From his debut season in Britain in 1994 until his retirement in 2015 McCoy has been utterly dominant in National Hunt racing and was the Champion Jockey for 20 consecutive seasons before calling time on a magnificent career in which he has endured multiple injuries - he has broken his middle and lower vertebrae, his shoulder blades, collarbones, ribs, an ankle, cheekbones, his wrist, and his leg - on his way to securing a staggering 4,358 winners over the jumps. His most notable race wins came in the form of two Cheltenham Gold Cups, three Champion Hurdles, the King George VI Chase and after numerous near misses, a long awaited triumph in the 2010 Grand National in his 15th attempt.
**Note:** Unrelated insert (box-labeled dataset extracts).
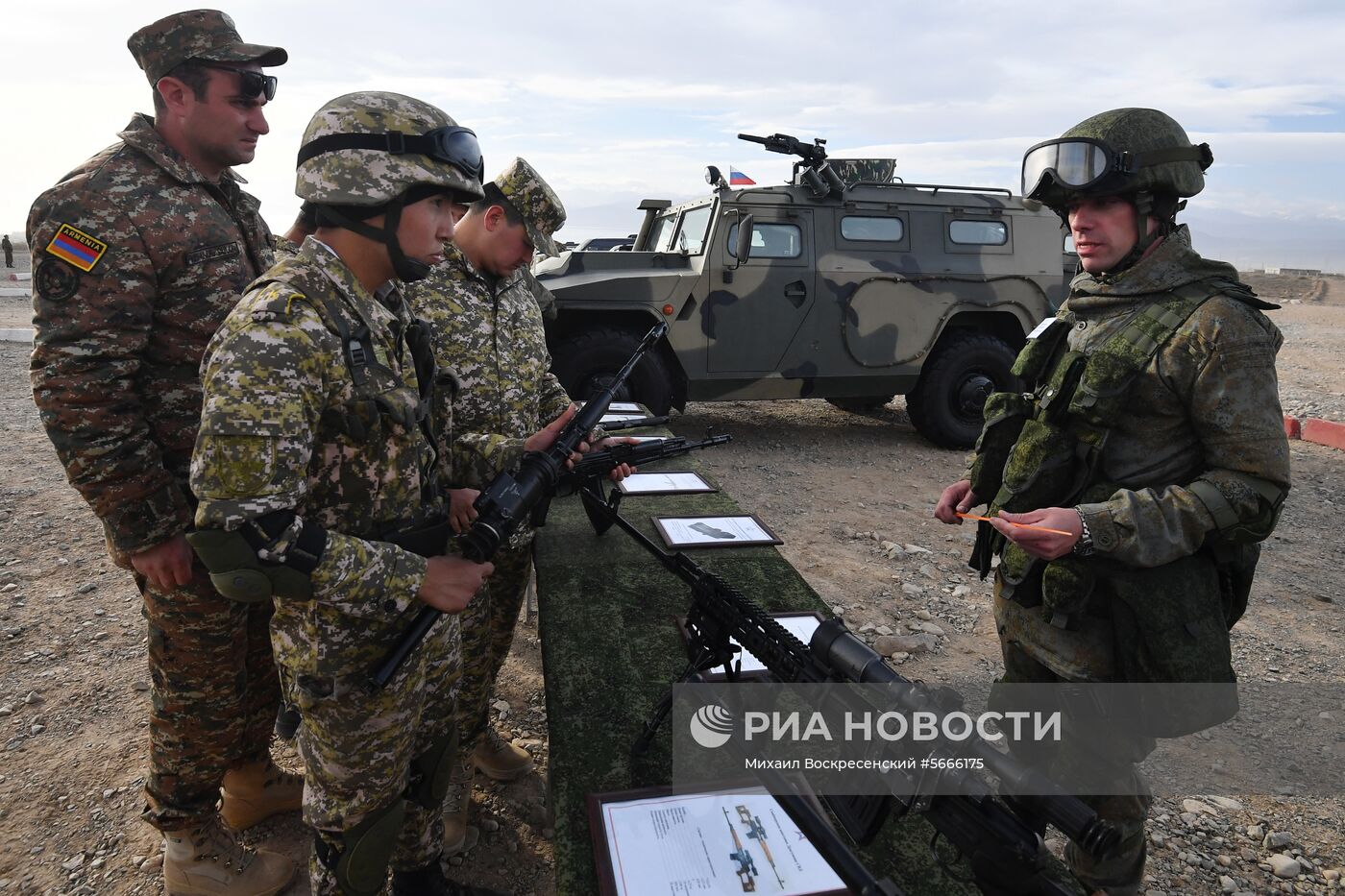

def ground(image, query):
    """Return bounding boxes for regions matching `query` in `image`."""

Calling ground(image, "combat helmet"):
[1022,109,1214,266]
[295,91,485,282]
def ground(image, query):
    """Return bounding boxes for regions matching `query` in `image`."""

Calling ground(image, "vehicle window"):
[729,222,803,258]
[948,221,1009,246]
[645,214,676,252]
[672,206,710,255]
[841,215,905,242]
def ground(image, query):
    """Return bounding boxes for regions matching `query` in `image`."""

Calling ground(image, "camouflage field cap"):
[127,10,289,85]
[295,91,483,206]
[495,158,565,255]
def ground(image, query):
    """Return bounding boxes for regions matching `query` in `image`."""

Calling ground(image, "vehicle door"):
[702,208,817,373]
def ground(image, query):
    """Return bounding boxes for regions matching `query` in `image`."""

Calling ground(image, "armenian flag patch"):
[47,225,108,273]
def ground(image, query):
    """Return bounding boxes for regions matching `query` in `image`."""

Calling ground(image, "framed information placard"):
[651,514,784,549]
[616,470,719,496]
[588,786,846,896]
[678,611,823,682]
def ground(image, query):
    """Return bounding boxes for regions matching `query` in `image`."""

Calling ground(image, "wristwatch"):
[1073,507,1097,557]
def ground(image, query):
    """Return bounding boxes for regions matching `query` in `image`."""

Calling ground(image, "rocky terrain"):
[0,278,1345,896]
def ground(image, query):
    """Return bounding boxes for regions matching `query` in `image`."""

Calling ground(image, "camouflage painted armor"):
[28,115,279,830]
[192,237,460,895]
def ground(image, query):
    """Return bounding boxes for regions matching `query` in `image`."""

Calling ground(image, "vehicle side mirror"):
[733,215,756,265]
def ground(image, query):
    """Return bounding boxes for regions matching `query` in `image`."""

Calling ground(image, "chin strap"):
[314,195,429,282]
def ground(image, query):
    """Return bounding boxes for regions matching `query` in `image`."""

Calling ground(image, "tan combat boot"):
[472,725,532,781]
[444,763,481,857]
[164,818,295,896]
[219,756,304,830]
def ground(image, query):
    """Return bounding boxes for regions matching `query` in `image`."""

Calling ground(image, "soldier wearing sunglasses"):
[935,109,1288,896]
[28,10,303,896]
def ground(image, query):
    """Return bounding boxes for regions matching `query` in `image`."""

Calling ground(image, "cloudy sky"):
[0,0,1345,271]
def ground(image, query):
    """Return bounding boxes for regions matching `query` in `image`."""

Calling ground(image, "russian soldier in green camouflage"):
[410,158,629,850]
[28,10,302,896]
[191,93,505,896]
[935,109,1290,896]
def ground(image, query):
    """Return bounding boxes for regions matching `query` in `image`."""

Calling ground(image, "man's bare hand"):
[593,436,640,482]
[416,557,495,614]
[934,479,981,526]
[524,405,588,467]
[131,536,192,591]
[990,507,1084,560]
[448,489,481,536]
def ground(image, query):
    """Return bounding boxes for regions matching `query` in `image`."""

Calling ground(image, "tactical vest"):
[971,278,1259,699]
[249,258,452,538]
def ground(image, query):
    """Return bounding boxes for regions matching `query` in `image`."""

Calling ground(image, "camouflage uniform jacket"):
[28,115,270,565]
[410,246,571,489]
[1063,228,1288,567]
[191,237,448,674]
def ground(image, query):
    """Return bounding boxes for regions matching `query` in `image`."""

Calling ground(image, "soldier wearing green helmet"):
[191,93,516,896]
[935,109,1290,896]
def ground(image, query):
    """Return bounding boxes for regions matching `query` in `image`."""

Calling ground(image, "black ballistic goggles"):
[202,61,280,102]
[1022,137,1214,197]
[299,125,485,181]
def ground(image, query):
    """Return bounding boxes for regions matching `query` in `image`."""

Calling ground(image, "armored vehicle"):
[535,133,1075,448]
Shortly after his National triumph he became the first jockey to be named BBC Sports Personality of the Year and was knighted in the 2016 New Year Honours for services to horse racing.
Dame Kelly Holmes
Setting and still holding the British records in the 800m and 1000m, Kelly is an Olympic, Commonwealth and European champion that has achieved seven Gold, eight Silver and four Bronze medals throughout her career.
This includes her double win in the 800m and 1500m at the 2004 Olympic Games in Athens, becoming the first Briton in over 80 years to do so. After her Olympic success, she won BBC Sports Personality of the Year, European Athlete of the Year and was honoured with a Damehood from the Queen. Her running career was overshadowed with repeated injury and disappointment. Recurring physical injuries contributed to periods of clinical depression and self-harm that continued to affect her just one year before her Olympic double win.
Soon after this win, Kelly set up the Dame Kelly Holmes Trust. The charity helps guide disadvantaged young people, getting their lives back on track by using world class athletes to engage, enable and empower, attitudes they need to fulfil a positive life. She encourages the same philosophy that she lives by, nothing is impossible.